I live near Gatton, visiting the old museum building today (Sunday 7 August) as I’m here for the Ekka. I went to school in Gatton in the 1960s. Once a year we came in to Brisbane on a school trip, visiting a different place each year. Places included the Arnott’s factory (we were given samples!), the Golden Circle factory and the airport. One year our destination was the museum—we had a day out in the building and the grounds.
A note from the editor: Katherine Raymont told this story to Margie Barram at the Australian Garden History Society display at the Ekka.
Expo was in ’88, when we were in grade 10—so we came to the museum on a school trip from Cairns four years before—so 1984–85. We were in grade seven at St Augustine College in Cairns and the brothers drove the bus down. We stopped in Gladstone on the way down—stayed overnight at Stella Maris College, and visited the look-out. On the way back we stopped at Mackay.

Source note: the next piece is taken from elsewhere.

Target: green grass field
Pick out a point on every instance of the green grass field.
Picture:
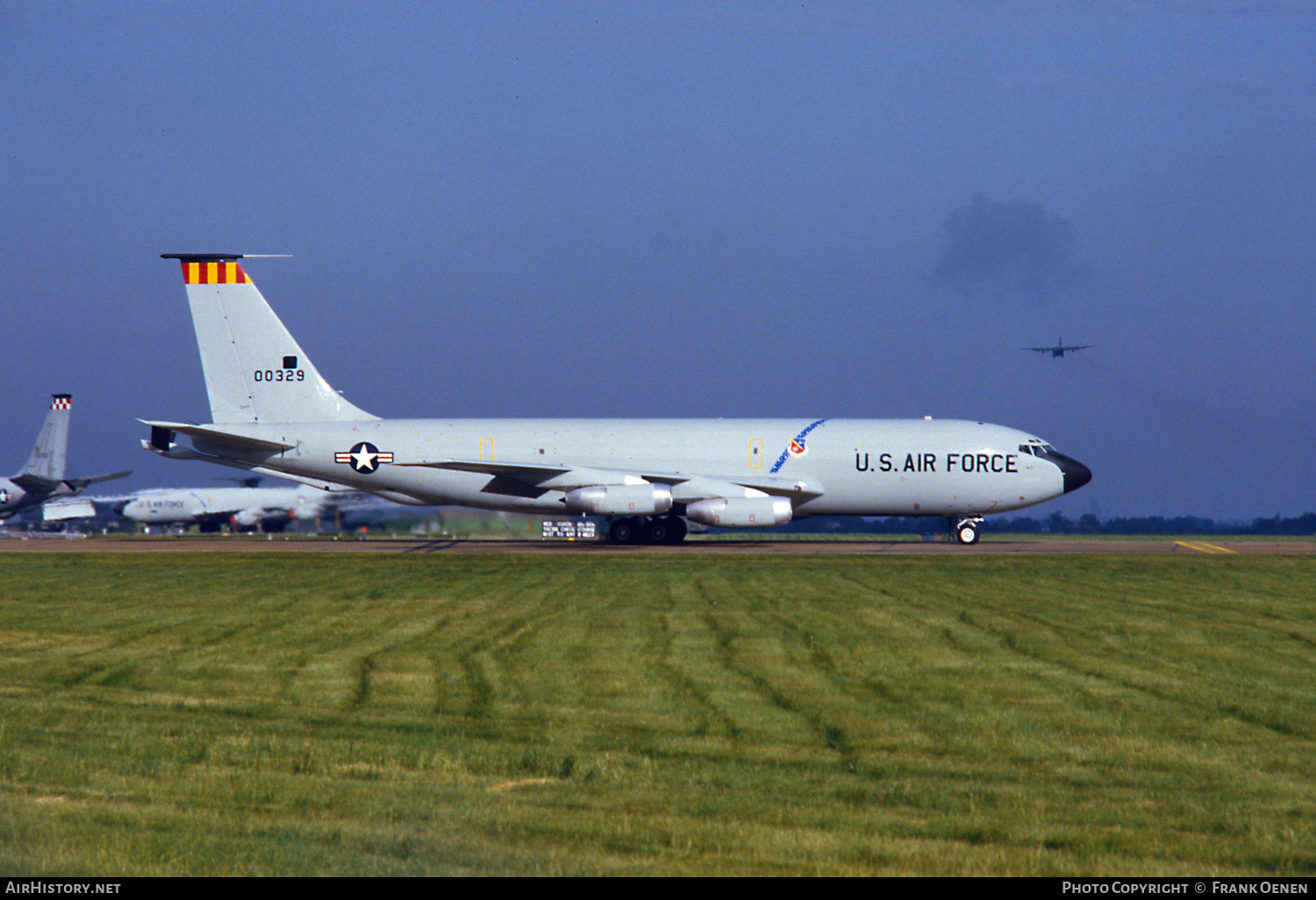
(392, 715)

Our visit was for two weeks. We had half a day at the museum. We remember coming in off Gregory Terrace, and the pre-historic reptile hanging from the ceiling. We also visited Seaworld and Dreamworld and Grundy’s at the Gold Coast. We were here in June–July school holidays, but we went into the surf, because there’s no surf at Cairns. It was very special to come—not everyone could, it depended on the number of billets available—we had to put in expressions of interest.
A note from the editor: John and Kelly Perkins told this story to Margie Barram at the Australian Garden History Society display at the Ekka.
I grew up in Maleny and there were a lot of poor people there then, mostly dairy farmers. I went to Maleny State School. Each year there was a school bus trip—for many this was the only time those kids left Maleny. Our school trip was always the same—we’d go to the pineapple factory (’cause it was free) on the way into Brisbane, then we’d come to the museum. Here we’d sit on the grass and eat our sandwiches which we’d bring from home. We’d sit under the large frangipani trees—there were none in Maleny*—because the girls wanted to collect the flowers and wear them. We were strictly forbidden to climb the trees!
The trip never changed from year to year, and we loved it. Everyone got to re-visit their favorite thing. There was always the aeroplane hanging from the roof and the big display cases with their wooden edges and wooden bases. You’d hear the boys commenting on the exhibits “That’s not a snake. We’ve got bigger ones down in the dairy”.
*There was one frangipani tree, at our house in Tamarind Street, but not elsewhere. My dad was the vet and, at that time, the vet clinic was attached to our house.